Diana Cabrices, who stepped down from her role as vice president of enterprise development at Snappy Kraken in November, has launched her own growth consulting firm, Diana Cabrices Consulting, this week, along with an outsourced chief evangelist offering, a first in the wealthtech industry.
The chief evangelist offering will be targeted to technology companies serving financial advisors that perhaps can’t afford a full-time chief evangelist and want to dip their toe in the water with brand evangelism, Cabrices said.
“The whole concept of a chief evangelist is still very new,” she said. “And there are a lot of companies out there, especially in 2023, with the market and the recession looming, that can’t really go all in full time with a chief evangelist.”
“What a chief evangelist does is, they are your No. 1 brand ambassador,” Cabrices said. “Their job is to go out in the market, being that charismatic torch bearer that lights up the market and helps people understand what problem you’re solving and why it’s really important, rather than just a typical salesperson that’s going to go out and basically sell the product that you’re selling.”
Cabrices said she decided to launch the consulting firm after multiple wealthtech CEOs asked her to do for their companies what she has done for Snappy Kraken and others, saying they lack the bandwidth and her flair.
Many wealthtech CEOs are challenged to grow and compete in today’s environment, and it can be difficult for these companies to differentiate in the market, especially as advisors are constantly solicited with new technology options.
“When advisors are constantly being pitched on new tech tools, what is it about your company or your product that’s going to make an advisor want to stay?” Cabrices said. “We know through data—that’s emotional connection. That’s having a dynamic human at the forefront of your business building those relationships, creating those emotional connections. It all leads to that greater demand for your product, loyalty for your product, excitement for your product, all of that leading to larger growth opportunities for your business.”
Given the nature of the work, Cabrices said she’ll only take on about a handful of clients at any given time, and will likely offer category exclusivity. She’s looking to work with companies that already have a marketing department that can support her efforts, even if that’s just two people.
Cabrices is currently in active conversations with a few prospective clients, and she’s open to opportunities.
Companies that engage with her will get a specific amount of Cabrices’ time every week, whether that’s eight hours, 16 hours or however many they need. She’ll assess the company’s most-pressing growth needs, develop strategies around them and then start to execute.

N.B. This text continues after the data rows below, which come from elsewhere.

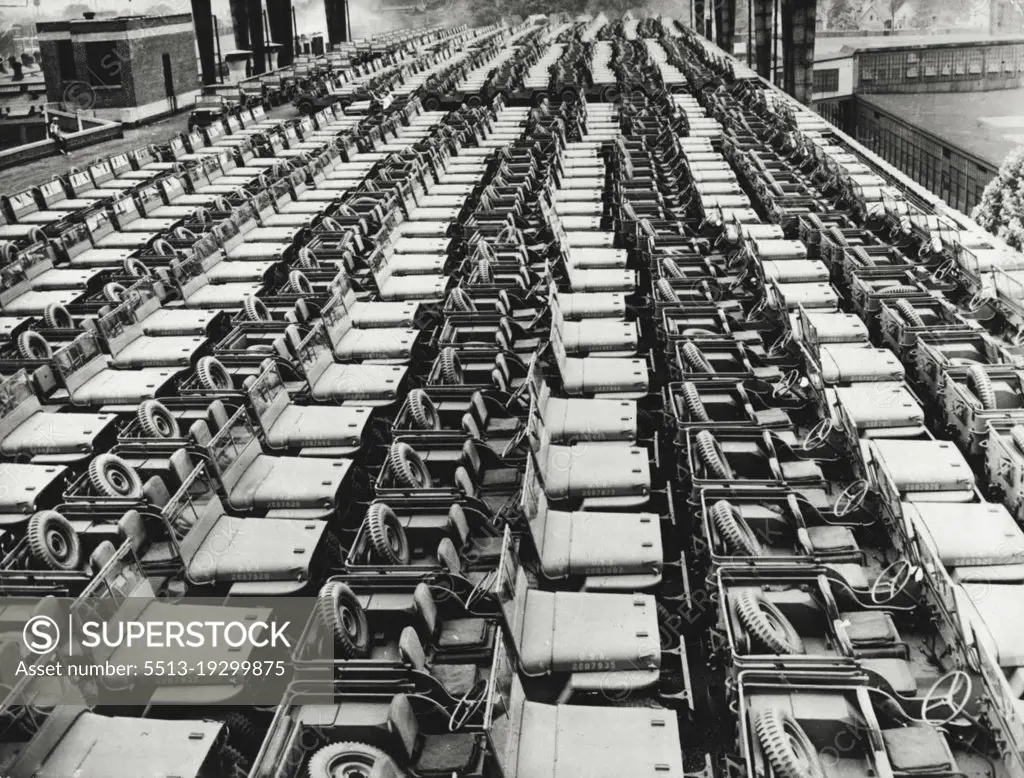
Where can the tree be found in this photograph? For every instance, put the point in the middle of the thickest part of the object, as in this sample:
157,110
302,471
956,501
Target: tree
893,7
1001,207
837,14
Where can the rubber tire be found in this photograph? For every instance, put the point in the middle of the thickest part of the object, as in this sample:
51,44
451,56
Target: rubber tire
711,454
213,376
387,535
136,268
694,405
236,759
899,289
666,292
324,763
41,526
461,301
242,733
156,421
255,309
694,357
752,608
1017,434
485,272
100,481
55,316
451,368
349,643
982,386
162,248
423,411
908,312
777,730
671,268
115,293
407,467
32,345
299,284
733,530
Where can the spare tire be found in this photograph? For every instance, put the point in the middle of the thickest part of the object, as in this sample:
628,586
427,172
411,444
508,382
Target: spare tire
461,301
113,477
736,534
694,357
32,345
982,385
306,259
783,741
351,760
711,455
162,248
156,421
53,542
299,284
908,312
423,411
255,309
341,612
55,316
671,268
451,368
408,467
484,271
766,625
666,292
387,534
213,375
694,405
114,292
136,268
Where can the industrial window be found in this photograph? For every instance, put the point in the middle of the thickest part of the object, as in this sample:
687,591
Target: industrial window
103,63
826,80
66,60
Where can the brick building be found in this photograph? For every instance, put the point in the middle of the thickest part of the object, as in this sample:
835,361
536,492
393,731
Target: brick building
128,69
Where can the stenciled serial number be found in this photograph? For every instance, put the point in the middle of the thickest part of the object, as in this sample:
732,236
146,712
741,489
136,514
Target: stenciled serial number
213,668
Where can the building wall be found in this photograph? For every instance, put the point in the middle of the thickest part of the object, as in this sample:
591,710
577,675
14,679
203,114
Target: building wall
115,67
834,73
969,68
955,176
1007,17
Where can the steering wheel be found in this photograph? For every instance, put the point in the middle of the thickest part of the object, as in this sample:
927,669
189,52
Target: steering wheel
851,499
978,301
955,697
818,435
787,384
778,347
892,581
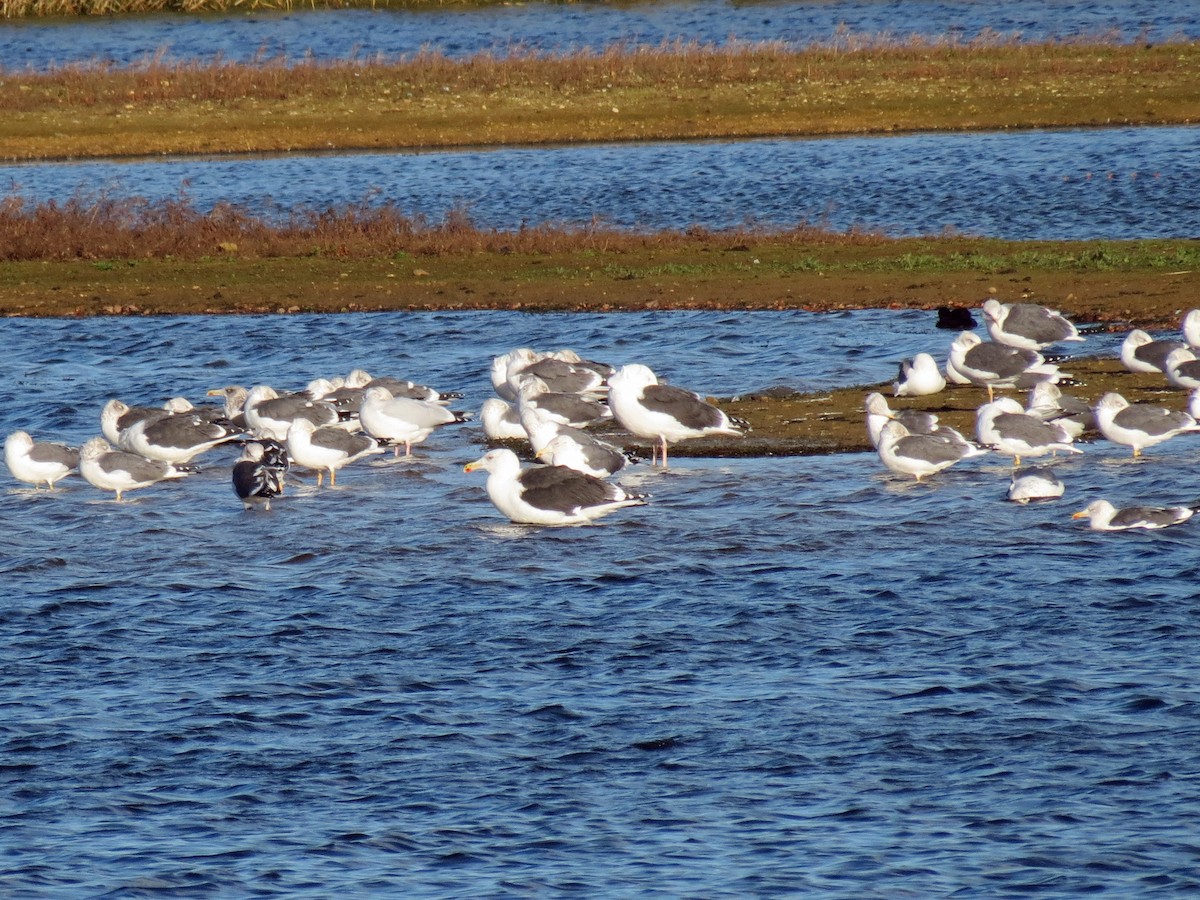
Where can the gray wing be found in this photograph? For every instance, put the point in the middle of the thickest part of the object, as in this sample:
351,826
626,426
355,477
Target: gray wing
928,448
184,431
138,467
999,360
342,441
1037,323
557,487
1151,420
570,406
1019,426
1156,352
683,406
1149,516
48,451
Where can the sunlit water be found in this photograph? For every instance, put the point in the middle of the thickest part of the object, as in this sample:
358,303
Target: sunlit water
557,28
1107,184
781,676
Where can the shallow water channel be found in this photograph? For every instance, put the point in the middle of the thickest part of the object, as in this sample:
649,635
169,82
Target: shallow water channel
780,676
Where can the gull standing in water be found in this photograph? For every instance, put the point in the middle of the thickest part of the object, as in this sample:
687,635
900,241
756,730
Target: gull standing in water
1139,425
119,471
549,495
1026,325
663,412
37,462
1103,516
256,480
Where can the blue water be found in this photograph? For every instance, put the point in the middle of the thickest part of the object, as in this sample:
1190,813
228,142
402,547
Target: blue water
1090,184
784,676
552,28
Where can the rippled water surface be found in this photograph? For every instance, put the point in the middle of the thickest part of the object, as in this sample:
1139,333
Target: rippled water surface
555,28
783,676
1109,184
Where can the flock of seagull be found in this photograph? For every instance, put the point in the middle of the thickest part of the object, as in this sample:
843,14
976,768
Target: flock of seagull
915,443
547,399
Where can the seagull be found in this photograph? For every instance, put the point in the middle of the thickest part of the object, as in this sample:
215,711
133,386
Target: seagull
120,471
589,456
1050,405
879,414
1143,353
1026,325
1139,425
567,408
559,375
327,448
918,377
1182,369
549,495
1036,483
117,418
921,455
175,438
255,479
501,421
269,415
663,412
400,388
402,420
39,462
1191,328
1007,429
1105,517
995,365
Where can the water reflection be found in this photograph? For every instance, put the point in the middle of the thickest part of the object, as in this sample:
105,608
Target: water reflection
1107,184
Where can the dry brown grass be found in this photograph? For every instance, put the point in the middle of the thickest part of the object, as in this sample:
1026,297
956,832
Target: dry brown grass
132,228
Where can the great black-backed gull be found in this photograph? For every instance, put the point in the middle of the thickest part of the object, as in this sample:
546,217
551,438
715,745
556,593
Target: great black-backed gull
119,471
1139,425
663,412
1027,325
39,462
549,495
1103,516
327,448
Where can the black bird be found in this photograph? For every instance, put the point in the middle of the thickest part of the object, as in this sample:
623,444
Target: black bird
256,479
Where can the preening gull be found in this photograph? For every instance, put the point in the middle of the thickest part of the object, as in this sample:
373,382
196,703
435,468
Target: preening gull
1143,353
1139,425
501,421
120,471
921,455
402,420
995,365
270,415
256,480
549,495
327,448
663,412
177,438
589,456
1035,483
1007,429
1105,517
918,377
1026,325
39,462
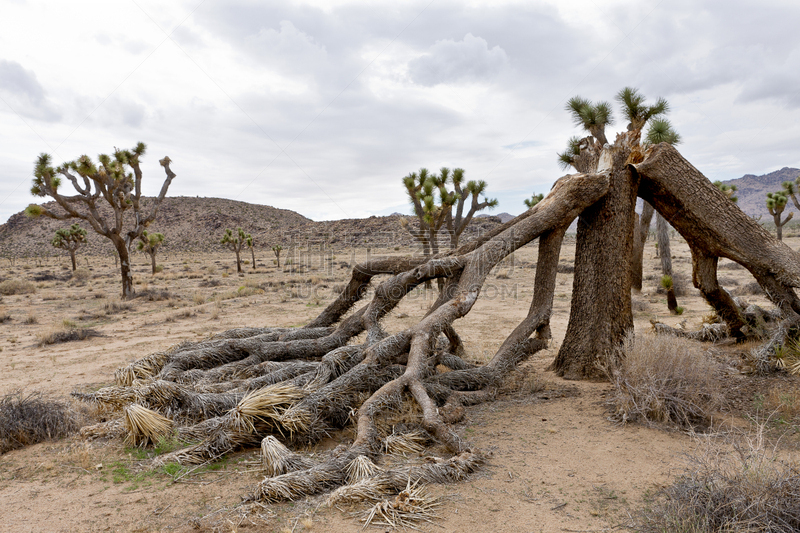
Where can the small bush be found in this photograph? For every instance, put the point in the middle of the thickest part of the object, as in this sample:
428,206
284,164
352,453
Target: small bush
16,286
26,420
154,295
750,489
112,307
665,380
81,275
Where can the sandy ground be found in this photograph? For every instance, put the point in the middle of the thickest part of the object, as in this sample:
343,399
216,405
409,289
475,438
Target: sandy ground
557,463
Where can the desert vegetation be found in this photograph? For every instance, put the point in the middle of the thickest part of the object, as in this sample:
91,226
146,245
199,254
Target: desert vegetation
117,181
361,394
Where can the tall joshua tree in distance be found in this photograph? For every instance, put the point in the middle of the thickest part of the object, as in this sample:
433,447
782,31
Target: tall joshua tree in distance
249,243
235,241
423,187
70,239
776,203
149,243
116,180
277,251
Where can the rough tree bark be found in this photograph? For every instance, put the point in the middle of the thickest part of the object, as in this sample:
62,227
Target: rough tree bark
641,233
602,282
665,255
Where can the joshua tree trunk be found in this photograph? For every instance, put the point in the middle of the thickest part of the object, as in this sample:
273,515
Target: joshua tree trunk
124,268
662,234
640,237
602,282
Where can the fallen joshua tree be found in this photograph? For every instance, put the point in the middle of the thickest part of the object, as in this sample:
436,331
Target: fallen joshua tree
278,386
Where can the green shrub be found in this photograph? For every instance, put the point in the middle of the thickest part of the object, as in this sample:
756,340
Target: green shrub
665,380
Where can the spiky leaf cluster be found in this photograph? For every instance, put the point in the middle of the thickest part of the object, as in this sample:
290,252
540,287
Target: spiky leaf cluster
661,130
566,158
235,240
69,238
588,115
636,111
533,200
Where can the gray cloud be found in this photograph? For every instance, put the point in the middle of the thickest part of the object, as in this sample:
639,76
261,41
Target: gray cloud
24,94
450,61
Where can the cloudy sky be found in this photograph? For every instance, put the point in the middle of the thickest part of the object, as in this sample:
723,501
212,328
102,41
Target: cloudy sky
323,106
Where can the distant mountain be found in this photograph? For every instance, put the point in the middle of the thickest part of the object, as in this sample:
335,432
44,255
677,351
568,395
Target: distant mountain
753,190
194,224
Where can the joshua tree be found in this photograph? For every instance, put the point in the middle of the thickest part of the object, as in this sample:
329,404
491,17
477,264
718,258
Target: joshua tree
456,224
638,114
591,117
254,386
730,190
422,189
235,241
111,182
665,254
70,239
149,243
533,200
277,250
249,243
776,203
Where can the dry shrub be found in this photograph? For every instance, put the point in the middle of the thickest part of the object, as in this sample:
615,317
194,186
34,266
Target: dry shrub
740,486
81,275
26,420
16,286
65,334
155,295
665,380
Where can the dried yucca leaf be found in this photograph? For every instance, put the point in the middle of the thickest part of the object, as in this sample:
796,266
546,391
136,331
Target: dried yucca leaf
144,425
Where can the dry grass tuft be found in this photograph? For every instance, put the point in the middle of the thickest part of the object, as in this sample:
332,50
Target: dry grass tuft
112,307
62,334
277,459
32,418
145,425
665,380
740,486
11,287
404,443
264,404
143,368
361,468
412,506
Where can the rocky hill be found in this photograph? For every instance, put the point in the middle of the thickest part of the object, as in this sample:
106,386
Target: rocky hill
193,224
753,190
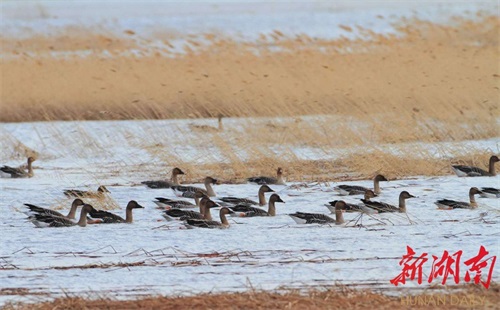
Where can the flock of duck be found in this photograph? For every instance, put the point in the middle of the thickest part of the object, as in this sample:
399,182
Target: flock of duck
205,199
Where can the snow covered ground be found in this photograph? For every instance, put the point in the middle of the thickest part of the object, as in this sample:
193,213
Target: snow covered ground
153,256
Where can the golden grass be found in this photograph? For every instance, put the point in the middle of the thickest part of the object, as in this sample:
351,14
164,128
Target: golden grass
431,83
335,298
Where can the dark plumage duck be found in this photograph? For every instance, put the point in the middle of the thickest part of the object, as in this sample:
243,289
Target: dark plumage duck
189,191
355,207
165,184
279,180
383,207
490,192
101,191
244,210
318,218
360,190
167,203
106,217
19,172
48,212
245,201
211,224
471,171
45,220
205,205
448,204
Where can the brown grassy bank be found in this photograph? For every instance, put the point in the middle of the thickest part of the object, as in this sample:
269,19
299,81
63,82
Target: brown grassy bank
470,298
445,72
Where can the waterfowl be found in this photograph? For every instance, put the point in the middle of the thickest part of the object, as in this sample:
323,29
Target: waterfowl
165,184
490,192
318,218
211,224
101,190
360,190
48,212
167,203
262,198
189,191
106,217
20,171
470,171
382,207
249,211
208,128
44,220
279,180
355,207
205,205
448,204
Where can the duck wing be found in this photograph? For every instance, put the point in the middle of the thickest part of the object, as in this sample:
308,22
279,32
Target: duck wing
248,211
43,211
350,190
14,172
311,218
158,184
469,171
203,223
380,207
182,215
452,204
262,180
106,217
235,200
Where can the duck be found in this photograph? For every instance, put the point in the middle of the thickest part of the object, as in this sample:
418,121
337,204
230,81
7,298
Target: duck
318,218
101,190
383,207
48,212
211,224
447,204
244,210
470,171
165,184
208,128
355,207
262,198
279,180
167,203
490,192
44,220
205,205
106,217
19,172
189,191
346,190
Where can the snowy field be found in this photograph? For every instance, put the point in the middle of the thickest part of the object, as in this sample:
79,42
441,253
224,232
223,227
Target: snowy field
153,256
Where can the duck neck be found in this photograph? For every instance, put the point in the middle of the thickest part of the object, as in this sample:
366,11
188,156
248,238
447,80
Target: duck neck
30,169
376,186
402,205
339,217
472,199
262,198
223,218
272,208
83,218
128,215
174,179
207,215
492,167
72,212
210,190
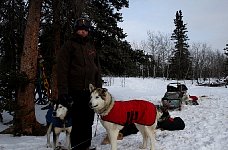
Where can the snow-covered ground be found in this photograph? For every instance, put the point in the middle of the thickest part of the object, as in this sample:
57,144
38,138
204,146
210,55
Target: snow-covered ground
206,123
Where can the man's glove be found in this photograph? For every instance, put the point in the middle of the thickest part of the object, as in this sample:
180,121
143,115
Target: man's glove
65,100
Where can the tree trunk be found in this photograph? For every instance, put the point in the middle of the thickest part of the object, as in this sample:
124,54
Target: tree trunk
25,119
56,22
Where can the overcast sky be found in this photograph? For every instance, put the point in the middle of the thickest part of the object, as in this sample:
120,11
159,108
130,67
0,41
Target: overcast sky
207,20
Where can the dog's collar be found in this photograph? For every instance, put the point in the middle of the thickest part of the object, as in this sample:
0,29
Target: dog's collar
105,108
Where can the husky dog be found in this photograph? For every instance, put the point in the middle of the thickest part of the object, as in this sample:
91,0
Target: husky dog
58,121
115,114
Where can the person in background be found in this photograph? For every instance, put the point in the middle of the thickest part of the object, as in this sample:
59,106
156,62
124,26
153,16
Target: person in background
226,81
77,67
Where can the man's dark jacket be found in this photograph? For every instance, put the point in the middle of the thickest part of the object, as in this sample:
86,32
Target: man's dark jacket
77,66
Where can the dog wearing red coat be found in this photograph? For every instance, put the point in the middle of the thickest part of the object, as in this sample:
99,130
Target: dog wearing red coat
115,114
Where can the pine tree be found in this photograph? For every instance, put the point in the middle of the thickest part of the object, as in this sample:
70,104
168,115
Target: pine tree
180,63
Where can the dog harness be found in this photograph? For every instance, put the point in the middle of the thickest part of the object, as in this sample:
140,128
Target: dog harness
133,111
56,122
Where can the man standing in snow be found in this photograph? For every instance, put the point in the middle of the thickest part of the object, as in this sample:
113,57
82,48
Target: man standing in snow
78,66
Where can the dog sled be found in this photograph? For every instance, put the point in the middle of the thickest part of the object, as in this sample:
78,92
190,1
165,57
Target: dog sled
175,96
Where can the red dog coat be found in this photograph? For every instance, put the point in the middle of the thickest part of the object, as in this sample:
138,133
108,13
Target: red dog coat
133,111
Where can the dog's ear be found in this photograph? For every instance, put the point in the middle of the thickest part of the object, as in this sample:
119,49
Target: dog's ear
91,87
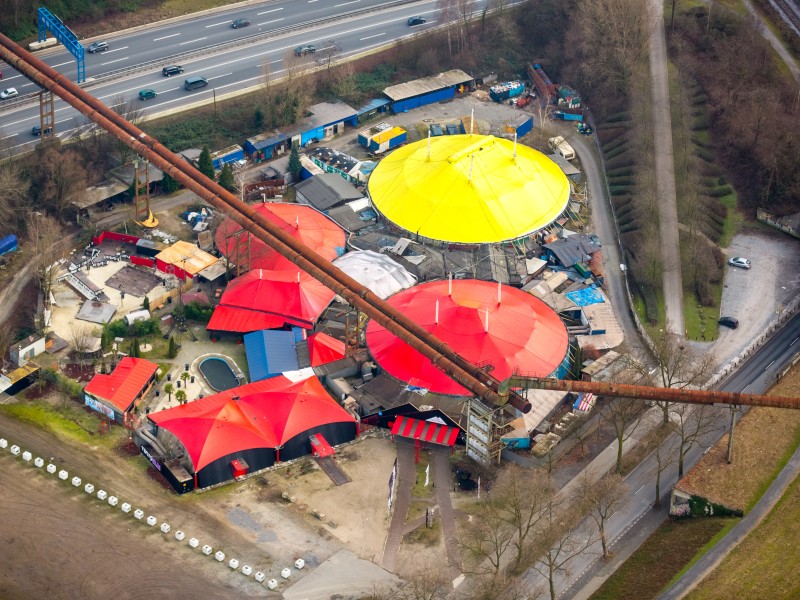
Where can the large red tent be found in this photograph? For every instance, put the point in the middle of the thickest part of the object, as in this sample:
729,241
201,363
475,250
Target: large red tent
263,299
504,328
302,222
261,422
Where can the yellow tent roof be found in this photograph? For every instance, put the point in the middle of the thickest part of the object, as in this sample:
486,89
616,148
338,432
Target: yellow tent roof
469,189
187,256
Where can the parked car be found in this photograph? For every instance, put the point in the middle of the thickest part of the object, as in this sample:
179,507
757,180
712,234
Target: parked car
738,261
37,131
171,70
97,47
304,49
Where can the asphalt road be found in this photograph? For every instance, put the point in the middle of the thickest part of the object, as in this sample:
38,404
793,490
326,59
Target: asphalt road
228,71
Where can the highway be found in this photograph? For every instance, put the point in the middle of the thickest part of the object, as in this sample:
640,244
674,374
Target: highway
228,70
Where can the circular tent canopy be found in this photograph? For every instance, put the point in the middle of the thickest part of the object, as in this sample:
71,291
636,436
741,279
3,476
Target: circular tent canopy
469,189
520,333
303,223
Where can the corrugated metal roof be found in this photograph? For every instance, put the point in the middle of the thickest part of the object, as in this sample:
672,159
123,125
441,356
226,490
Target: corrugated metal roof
270,353
425,85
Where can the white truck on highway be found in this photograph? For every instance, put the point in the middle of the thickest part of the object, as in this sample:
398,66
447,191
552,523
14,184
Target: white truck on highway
559,145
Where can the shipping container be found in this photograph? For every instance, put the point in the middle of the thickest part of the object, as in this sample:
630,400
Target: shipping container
504,91
8,244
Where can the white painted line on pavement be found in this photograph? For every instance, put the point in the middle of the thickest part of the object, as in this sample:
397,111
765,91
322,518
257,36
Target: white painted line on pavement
111,62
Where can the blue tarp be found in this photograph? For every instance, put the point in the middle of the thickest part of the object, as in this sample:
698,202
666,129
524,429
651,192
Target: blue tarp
270,352
586,296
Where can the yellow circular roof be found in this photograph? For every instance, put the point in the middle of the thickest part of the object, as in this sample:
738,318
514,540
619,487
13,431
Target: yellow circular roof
469,189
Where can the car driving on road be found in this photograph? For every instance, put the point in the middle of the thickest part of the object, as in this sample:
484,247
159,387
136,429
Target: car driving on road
171,70
304,49
738,261
97,47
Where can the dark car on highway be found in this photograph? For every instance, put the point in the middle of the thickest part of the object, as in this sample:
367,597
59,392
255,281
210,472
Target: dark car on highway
304,49
171,70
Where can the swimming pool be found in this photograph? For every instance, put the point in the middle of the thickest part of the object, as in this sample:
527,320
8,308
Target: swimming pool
218,374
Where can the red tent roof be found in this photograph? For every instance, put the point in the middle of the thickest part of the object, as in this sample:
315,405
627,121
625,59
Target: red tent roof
427,431
267,414
123,385
323,349
524,334
241,320
294,296
302,222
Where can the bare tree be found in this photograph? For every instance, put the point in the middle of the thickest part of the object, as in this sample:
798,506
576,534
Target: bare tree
691,423
561,541
602,498
624,416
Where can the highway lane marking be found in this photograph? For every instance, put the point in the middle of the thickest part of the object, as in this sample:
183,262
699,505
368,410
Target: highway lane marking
111,62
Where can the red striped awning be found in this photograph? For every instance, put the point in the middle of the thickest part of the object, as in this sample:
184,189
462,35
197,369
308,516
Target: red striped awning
426,431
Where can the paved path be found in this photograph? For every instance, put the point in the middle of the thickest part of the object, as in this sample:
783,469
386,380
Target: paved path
672,282
715,556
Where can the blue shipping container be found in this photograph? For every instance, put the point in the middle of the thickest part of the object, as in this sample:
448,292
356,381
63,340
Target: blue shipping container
8,244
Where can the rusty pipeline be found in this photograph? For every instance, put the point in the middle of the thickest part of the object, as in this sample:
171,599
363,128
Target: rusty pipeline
471,377
663,394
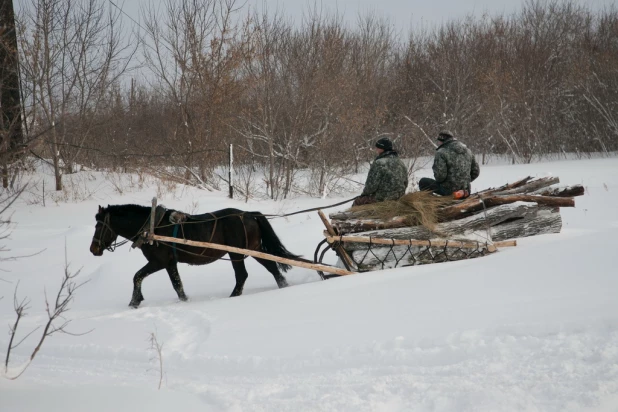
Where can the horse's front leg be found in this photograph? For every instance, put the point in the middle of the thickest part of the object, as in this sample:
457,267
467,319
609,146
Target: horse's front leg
172,271
137,297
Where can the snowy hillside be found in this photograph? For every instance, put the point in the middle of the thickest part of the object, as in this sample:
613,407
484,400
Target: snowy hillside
531,328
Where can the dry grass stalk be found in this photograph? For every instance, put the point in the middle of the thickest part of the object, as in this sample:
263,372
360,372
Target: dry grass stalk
418,208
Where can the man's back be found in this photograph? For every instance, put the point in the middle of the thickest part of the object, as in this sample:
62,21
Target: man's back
388,178
454,166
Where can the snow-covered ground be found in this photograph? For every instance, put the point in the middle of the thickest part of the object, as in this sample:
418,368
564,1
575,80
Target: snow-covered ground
531,328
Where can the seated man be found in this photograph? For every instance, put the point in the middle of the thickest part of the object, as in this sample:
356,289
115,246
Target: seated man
454,167
387,178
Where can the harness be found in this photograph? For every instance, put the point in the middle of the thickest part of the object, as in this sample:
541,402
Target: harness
107,228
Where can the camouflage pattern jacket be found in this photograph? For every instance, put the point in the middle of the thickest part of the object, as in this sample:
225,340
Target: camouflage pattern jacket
387,178
454,167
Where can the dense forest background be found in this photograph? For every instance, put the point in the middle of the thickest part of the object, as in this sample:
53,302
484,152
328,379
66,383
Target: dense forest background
171,92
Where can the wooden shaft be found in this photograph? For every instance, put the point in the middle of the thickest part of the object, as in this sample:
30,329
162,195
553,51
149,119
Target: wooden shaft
153,213
254,253
331,231
399,242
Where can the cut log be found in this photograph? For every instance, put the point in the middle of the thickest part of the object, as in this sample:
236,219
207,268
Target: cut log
411,242
479,221
529,187
349,264
562,191
469,207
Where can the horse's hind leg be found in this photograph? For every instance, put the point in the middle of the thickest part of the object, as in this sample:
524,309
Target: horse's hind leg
172,271
139,277
241,273
272,268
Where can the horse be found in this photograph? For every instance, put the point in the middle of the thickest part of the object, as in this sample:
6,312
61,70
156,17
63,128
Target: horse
232,227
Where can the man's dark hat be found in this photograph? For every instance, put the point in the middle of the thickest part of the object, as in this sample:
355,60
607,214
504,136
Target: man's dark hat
445,135
385,144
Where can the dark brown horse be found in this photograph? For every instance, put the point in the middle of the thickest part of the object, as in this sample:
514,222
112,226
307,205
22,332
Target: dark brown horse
232,227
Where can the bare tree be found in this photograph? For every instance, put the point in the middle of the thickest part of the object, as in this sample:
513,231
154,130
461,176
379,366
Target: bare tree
56,310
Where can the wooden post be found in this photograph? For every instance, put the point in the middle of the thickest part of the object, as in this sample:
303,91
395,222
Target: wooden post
153,213
231,173
254,253
340,250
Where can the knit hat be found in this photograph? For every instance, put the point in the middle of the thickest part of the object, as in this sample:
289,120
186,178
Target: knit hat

For example, if a company has 10 partners that aren’t producing any leads, she may offer them an exclusive partner webinar, where she’ll spend 30 minutes with the advisors once a month or once a quarter, exclusively, to showcase the product, educate them and get them excited.
Cabrices will engage with a company for as long as it makes sense for the client, but ultimately, she’ll carve out the path for the brand evangelist to function within that business.
“Most company leaders—CEOs especially—don’t have the time to wear all of the hats, and this is such an important hat to be wearing right now, because of the size of the market growing and growing and advisors being inundated with new tech pitches.”